Reputation: 45
I have the attached an image with 300 DPI. I am using the code below to extract text but I am getting no text. Anyone know the issue?
finalImg = Image.open('withdpi.jpg')
text = pytesseract.image_to_string(finalImg)
Upvotes: 0
Views: 365
Reputation: 7995
Lets observe what is your code doing.
We need to see what part of the text is localized and detected.

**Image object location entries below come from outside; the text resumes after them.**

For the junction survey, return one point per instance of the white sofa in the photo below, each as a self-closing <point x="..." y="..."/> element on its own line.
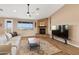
<point x="14" y="41"/>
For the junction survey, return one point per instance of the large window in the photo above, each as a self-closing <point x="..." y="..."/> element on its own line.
<point x="25" y="25"/>
<point x="9" y="25"/>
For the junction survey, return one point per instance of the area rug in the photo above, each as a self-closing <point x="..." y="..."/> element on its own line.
<point x="45" y="49"/>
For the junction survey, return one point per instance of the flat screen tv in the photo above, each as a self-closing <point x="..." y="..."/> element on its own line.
<point x="60" y="31"/>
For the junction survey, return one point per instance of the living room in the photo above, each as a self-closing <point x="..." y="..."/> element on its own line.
<point x="13" y="21"/>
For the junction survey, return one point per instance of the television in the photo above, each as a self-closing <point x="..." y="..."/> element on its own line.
<point x="60" y="31"/>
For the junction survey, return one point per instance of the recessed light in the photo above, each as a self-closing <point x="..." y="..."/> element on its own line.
<point x="14" y="10"/>
<point x="1" y="9"/>
<point x="37" y="9"/>
<point x="37" y="14"/>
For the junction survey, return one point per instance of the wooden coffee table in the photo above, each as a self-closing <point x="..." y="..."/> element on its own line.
<point x="33" y="43"/>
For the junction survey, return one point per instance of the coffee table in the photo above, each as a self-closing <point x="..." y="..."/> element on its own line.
<point x="33" y="43"/>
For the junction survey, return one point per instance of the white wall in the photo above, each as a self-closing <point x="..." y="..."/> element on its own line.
<point x="69" y="14"/>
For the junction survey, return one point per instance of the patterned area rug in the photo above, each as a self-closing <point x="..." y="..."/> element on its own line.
<point x="45" y="49"/>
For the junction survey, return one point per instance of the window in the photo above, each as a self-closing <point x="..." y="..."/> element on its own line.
<point x="25" y="25"/>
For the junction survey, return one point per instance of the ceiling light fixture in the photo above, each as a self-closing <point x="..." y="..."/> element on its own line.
<point x="14" y="10"/>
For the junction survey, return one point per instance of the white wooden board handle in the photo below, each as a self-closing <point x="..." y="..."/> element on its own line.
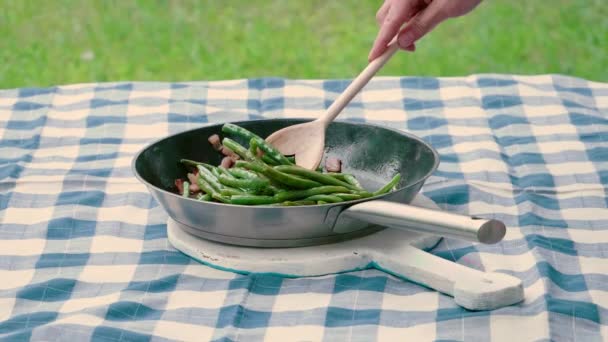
<point x="358" y="83"/>
<point x="471" y="289"/>
<point x="441" y="223"/>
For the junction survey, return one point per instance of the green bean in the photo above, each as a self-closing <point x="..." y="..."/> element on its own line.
<point x="364" y="194"/>
<point x="206" y="187"/>
<point x="272" y="174"/>
<point x="253" y="199"/>
<point x="253" y="139"/>
<point x="389" y="186"/>
<point x="209" y="178"/>
<point x="266" y="159"/>
<point x="348" y="197"/>
<point x="300" y="194"/>
<point x="316" y="176"/>
<point x="186" y="187"/>
<point x="270" y="151"/>
<point x="196" y="164"/>
<point x="231" y="192"/>
<point x="238" y="172"/>
<point x="324" y="198"/>
<point x="205" y="197"/>
<point x="257" y="167"/>
<point x="350" y="179"/>
<point x="250" y="184"/>
<point x="294" y="203"/>
<point x="261" y="144"/>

For understanding the code behavior we will use image_to_data
function.
image_to_data
will show what part of the image is detected.

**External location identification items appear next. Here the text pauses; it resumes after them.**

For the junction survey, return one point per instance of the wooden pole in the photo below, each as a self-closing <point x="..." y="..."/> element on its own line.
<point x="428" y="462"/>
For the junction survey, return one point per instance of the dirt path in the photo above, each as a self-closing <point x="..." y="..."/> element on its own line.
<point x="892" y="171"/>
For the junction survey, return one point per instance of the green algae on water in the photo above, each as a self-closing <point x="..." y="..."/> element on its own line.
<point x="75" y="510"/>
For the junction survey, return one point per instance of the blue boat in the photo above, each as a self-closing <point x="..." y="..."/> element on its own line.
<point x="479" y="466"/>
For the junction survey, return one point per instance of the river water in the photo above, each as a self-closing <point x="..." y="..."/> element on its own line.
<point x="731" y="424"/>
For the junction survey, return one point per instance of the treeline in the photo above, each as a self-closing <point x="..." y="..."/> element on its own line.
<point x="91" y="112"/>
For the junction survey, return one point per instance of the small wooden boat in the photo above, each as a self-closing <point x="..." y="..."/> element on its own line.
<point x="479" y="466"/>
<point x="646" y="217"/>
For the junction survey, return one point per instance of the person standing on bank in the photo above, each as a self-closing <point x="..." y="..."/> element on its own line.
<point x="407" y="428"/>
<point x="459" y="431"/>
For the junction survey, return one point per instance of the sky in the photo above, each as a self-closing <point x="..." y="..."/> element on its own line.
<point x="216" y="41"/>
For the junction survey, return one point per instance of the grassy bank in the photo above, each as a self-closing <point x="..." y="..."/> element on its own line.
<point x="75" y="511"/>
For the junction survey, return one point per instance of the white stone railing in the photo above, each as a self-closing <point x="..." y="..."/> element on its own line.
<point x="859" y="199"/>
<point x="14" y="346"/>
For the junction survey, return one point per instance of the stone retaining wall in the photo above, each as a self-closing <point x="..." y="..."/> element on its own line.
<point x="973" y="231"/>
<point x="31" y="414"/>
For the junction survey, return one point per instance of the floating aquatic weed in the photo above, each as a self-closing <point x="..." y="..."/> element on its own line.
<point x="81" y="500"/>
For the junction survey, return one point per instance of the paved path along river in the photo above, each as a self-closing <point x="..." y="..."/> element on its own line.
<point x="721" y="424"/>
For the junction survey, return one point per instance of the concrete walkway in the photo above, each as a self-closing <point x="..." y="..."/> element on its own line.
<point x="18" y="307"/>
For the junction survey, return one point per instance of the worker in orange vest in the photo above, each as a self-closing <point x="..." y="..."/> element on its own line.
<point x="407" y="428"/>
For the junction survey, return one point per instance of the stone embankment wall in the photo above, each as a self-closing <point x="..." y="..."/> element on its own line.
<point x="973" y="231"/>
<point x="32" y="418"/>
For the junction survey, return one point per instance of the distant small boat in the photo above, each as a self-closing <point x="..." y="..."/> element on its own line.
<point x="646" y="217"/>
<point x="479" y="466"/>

# Open the image and convert it to the gray-scale
finalImg = Image.open('hP5Pt.jpg').convert('L')
# Initialize ImageDraw class for displaying the detected rectangle in the image
finalImgDraw = ImageDraw.Draw(finalImg)
# OCR detection
d = pytesseract.image_to_data(finalImg, output_type=pytesseract.Output.DICT)
# Get ROI part from the detection
n_boxes = len(d['level'])
# For each detected part
for i in range(n_boxes):
# Get the localized region
(x, y, w, h) = (d['left'][i], d['top'][i], d['width'][i], d['height'][i])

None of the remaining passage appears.